How do I create a RegEx template that will receive N words using a custom Word border?
I need a RegEx pattern that will return the first N words using a custom word boundary, which is the usual RegEx white space (\ s) plus punctuation marks like .,;:!?-*_
EDIT # 1: Thanks for your comments.
To be clear:
- I would like to set characters to be word delimiters
- Lets call it "Delimiter Set" or strDelimiters
-
strDelimiters = ".,;:!?-*_"
-
nNumWordsToFind = 5
- Word is defined as any contiguous text that does NOT contain a character in strDelimiters
- RegEx word boundary is any continuous text containing one or more characters in strDelimiters
- I would like to create a RegEx template to get / return the first nNumWordsToFind using strDelimiters.
EDIT # 2 Sat 08 Aug 2015 12:49 pm US CT
@maraca definitely answered my question as originally said. But I really need to return the number of words ≤ nNumWordsToFind. So if the original text only has 3 words, but my RegEx is asking for 4 words, I need them to return 3 words. The answer provided by maraca fails if nNumWordsToFind> the number of actual words in the source text.
For example:
one,two;three-four_five.six:seven eight nine! ten
He will see it as 10 words. If I want the first 5 words, it will return:
one,two;three-four_five.
I have this pattern using regular space that works, but NOT exactly what I need:
([\w]+\s+){<NumWordsOut>}
where <NumWordsOut>
is the number of words returned.
I also found this word border pattern, but I don't know how to use it:
"real word boundary", which defines the boundary between an ASCII letter and a non-letter.

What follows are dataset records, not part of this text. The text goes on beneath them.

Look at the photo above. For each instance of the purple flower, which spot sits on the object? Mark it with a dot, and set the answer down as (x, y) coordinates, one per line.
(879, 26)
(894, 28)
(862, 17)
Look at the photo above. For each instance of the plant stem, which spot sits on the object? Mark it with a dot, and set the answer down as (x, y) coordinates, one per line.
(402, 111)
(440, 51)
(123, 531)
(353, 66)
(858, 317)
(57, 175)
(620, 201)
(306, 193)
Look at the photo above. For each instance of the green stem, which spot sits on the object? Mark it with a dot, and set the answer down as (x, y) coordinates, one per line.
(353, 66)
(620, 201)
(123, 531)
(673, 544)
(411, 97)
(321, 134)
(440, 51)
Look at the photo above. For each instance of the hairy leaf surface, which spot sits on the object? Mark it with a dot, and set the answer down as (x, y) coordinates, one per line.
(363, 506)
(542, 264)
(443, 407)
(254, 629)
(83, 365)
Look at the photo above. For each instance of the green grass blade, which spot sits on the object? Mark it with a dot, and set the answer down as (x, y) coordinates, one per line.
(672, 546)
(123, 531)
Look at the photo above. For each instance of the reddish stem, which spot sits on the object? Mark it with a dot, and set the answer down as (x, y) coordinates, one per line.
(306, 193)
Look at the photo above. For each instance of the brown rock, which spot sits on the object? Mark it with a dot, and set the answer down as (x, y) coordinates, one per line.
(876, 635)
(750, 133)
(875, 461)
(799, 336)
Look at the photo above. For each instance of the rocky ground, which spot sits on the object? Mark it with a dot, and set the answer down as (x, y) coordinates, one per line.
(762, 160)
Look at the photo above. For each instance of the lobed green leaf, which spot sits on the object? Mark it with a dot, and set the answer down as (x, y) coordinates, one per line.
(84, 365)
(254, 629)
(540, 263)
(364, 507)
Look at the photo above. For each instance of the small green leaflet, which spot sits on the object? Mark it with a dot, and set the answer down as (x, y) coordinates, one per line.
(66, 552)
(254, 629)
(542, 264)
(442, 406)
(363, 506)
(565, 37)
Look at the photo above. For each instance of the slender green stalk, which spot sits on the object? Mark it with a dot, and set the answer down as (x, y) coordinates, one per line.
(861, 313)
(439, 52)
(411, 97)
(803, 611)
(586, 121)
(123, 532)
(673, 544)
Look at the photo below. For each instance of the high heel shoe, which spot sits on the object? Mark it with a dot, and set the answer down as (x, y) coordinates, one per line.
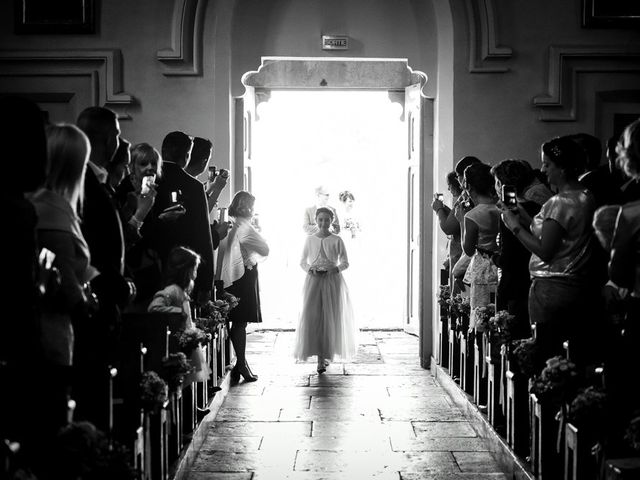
(247, 374)
(244, 372)
(322, 366)
(234, 376)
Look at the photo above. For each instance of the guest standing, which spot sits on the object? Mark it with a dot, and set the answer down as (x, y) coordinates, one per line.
(244, 248)
(560, 238)
(58, 228)
(513, 259)
(24, 155)
(96, 341)
(481, 227)
(192, 229)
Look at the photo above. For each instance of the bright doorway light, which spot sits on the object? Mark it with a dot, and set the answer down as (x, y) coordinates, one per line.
(345, 140)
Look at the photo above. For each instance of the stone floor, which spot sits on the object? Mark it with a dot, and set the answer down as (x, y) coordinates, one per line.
(379, 417)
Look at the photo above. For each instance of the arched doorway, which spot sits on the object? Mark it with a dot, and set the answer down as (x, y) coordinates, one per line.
(403, 87)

(?i)(?<=^|[^a-z])(?=[a-z])|(?<=[a-z])(?=$|[^a-z])
However, I would like my words to resolve numbers as well.
IAC, I was unable to use the above word boundary pattern to return the first N words of my text.

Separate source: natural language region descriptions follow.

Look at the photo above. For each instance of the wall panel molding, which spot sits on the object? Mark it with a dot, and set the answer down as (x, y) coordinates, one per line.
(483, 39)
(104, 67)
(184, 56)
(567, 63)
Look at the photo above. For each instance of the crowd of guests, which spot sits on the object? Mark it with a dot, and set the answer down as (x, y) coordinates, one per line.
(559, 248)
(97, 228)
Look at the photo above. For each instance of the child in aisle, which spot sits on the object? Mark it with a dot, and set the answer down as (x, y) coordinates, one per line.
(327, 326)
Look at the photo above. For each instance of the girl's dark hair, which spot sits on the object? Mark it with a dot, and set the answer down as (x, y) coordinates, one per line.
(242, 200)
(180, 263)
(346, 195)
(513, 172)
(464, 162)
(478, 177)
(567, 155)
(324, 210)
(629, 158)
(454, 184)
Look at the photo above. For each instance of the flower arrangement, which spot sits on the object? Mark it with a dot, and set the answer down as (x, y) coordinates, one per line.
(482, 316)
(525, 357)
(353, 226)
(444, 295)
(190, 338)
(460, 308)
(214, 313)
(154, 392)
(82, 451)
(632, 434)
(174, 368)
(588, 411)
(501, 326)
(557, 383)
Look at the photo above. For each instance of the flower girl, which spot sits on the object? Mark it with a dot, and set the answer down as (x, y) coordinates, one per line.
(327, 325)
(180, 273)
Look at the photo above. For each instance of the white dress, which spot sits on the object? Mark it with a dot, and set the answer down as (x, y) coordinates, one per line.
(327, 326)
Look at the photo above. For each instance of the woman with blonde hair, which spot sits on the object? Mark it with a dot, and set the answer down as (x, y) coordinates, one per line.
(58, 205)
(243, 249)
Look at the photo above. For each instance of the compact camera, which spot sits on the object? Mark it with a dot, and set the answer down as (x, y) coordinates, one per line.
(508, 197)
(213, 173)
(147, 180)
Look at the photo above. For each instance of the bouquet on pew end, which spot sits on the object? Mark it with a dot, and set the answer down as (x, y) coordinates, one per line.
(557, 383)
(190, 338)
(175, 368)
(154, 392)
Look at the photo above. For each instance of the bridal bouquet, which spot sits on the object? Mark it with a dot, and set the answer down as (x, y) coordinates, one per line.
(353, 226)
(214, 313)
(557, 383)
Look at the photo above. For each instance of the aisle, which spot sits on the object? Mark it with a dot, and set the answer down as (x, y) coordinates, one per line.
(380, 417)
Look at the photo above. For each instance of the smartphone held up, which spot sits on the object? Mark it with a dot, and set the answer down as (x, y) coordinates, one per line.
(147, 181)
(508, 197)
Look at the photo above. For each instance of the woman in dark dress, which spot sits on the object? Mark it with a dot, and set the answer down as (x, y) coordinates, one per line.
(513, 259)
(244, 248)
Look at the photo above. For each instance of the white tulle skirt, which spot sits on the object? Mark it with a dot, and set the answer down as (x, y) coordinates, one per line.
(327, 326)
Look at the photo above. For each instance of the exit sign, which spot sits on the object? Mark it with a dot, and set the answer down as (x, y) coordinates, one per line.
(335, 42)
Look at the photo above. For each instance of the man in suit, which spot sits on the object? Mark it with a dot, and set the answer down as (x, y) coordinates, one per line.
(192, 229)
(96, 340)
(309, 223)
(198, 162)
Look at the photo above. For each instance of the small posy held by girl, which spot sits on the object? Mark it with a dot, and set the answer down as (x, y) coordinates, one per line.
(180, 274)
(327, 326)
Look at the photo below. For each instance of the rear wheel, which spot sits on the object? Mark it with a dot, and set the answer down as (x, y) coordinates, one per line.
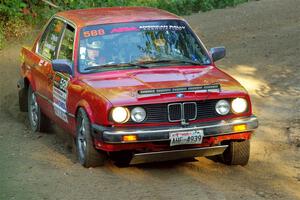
(87, 155)
(37, 120)
(237, 153)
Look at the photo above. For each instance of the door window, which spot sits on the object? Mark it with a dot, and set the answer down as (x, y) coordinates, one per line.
(50, 39)
(66, 48)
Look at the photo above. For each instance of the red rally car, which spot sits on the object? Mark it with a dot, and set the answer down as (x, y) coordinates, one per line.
(135, 84)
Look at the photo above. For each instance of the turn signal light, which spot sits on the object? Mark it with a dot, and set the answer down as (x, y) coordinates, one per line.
(239, 128)
(129, 138)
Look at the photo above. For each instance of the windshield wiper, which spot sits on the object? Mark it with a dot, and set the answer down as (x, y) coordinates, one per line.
(171, 61)
(115, 65)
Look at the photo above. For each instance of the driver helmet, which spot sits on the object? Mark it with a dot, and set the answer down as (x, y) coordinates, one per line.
(93, 49)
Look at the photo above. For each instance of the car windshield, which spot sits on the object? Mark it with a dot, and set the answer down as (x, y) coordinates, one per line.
(139, 45)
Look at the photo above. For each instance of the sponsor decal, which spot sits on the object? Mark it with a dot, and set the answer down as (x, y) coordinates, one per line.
(60, 95)
(124, 29)
(162, 27)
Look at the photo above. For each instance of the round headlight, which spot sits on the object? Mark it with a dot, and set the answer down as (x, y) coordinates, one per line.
(222, 107)
(138, 114)
(120, 114)
(239, 105)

By the way, I will be using this in the Keyboard Maestro macro .
Can anyone please help? TIA.
All you have to do is adapt your template ([\w]+\s+){<NumWordsOut>}
to, including some special cases:
^[\s.,;:!?*_-]*([^\s.,;:!?*_-]+([\s.,;:!?*_-]+|$)){<NumWordsOut>}
1. 2. 3. 4. 5.
- Matches any number of delimiters before the first word
- Match word (= at least one without separator)
- The word must be followed by at least one separator
- Or it can be at the end of the line (in case there is no delimiter at the end)

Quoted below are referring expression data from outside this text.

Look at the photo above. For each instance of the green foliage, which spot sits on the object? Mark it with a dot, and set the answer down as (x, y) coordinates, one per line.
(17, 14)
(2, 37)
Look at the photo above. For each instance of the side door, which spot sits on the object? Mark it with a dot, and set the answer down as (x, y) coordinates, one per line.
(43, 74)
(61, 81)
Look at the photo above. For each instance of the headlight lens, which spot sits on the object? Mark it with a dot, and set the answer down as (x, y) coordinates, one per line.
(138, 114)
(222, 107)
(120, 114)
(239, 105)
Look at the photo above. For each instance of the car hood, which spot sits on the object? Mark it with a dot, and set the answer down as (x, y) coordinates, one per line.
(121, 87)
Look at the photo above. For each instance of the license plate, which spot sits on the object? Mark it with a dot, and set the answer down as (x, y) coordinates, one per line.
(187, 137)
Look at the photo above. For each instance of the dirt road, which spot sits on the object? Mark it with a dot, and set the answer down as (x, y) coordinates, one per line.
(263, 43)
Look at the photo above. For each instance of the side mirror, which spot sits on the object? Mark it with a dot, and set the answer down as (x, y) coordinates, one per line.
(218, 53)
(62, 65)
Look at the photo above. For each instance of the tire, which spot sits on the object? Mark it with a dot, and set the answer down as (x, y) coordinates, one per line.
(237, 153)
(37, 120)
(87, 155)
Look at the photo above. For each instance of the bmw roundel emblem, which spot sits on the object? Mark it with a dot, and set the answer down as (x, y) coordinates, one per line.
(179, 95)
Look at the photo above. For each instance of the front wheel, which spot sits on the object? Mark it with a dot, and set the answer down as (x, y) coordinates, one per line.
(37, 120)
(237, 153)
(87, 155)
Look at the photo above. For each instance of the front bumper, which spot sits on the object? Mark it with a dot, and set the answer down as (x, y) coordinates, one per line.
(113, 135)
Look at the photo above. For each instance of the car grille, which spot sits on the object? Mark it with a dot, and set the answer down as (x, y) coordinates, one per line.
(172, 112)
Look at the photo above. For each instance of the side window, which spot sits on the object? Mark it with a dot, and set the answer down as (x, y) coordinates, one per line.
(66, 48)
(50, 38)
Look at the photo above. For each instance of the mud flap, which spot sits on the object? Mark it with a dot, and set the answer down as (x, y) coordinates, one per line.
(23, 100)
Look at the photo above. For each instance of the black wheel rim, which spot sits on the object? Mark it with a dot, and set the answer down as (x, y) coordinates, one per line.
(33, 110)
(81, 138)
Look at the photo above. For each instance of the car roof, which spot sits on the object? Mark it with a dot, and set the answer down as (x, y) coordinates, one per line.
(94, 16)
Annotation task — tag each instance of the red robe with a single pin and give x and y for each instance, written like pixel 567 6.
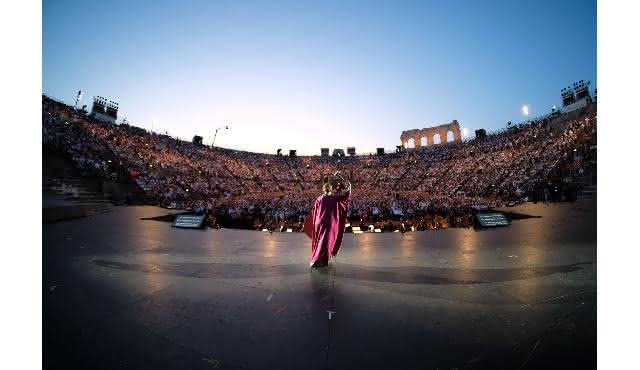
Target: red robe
pixel 325 225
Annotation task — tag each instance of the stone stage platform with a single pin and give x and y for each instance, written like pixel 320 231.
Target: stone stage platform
pixel 124 293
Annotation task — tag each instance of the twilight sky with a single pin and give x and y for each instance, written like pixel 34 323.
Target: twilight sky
pixel 304 75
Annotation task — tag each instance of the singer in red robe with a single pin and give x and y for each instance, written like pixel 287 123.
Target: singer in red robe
pixel 325 225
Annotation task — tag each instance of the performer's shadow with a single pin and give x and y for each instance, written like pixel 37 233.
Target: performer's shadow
pixel 323 285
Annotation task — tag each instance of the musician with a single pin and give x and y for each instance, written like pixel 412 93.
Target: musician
pixel 325 224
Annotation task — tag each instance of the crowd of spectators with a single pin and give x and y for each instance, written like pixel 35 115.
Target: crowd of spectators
pixel 429 188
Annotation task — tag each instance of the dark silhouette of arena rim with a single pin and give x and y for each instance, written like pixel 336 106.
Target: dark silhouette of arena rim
pixel 419 138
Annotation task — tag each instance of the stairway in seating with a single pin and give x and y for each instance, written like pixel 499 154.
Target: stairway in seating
pixel 589 183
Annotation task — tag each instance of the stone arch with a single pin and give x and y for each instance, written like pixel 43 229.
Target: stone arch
pixel 442 133
pixel 436 139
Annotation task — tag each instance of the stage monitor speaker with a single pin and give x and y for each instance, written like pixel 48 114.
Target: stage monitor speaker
pixel 189 221
pixel 491 219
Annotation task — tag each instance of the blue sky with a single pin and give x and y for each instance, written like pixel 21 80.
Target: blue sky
pixel 304 75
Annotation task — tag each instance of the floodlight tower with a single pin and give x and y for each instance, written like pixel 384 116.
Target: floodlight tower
pixel 216 134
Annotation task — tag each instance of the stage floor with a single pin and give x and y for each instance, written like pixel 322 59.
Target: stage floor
pixel 124 293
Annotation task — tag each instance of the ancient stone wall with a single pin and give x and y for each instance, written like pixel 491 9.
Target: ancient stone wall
pixel 429 133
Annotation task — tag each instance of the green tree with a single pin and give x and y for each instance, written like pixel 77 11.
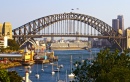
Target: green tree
pixel 14 77
pixel 107 67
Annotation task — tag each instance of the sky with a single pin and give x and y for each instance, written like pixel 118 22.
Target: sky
pixel 20 12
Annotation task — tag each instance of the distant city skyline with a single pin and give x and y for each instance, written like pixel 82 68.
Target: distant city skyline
pixel 21 12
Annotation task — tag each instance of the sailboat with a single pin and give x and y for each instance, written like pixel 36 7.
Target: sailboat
pixel 52 70
pixel 90 57
pixel 42 67
pixel 59 79
pixel 82 59
pixel 71 75
pixel 57 70
pixel 37 75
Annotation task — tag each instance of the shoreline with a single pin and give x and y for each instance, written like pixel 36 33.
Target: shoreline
pixel 9 65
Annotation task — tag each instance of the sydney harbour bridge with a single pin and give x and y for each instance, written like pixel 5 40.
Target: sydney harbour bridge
pixel 69 25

- Repeat from 2. to 4. <NumWordsOut> times
Notice how I changed the order -
, it must be at the beginning or at the end, otherwise it must be shielded: \-
.
Thanks to @maraca for providing a complete answer to my question.
I just wanted to post the Keyboard Maestro macro that I created using the @maraca RegEx template for anyone interested in a complete solution.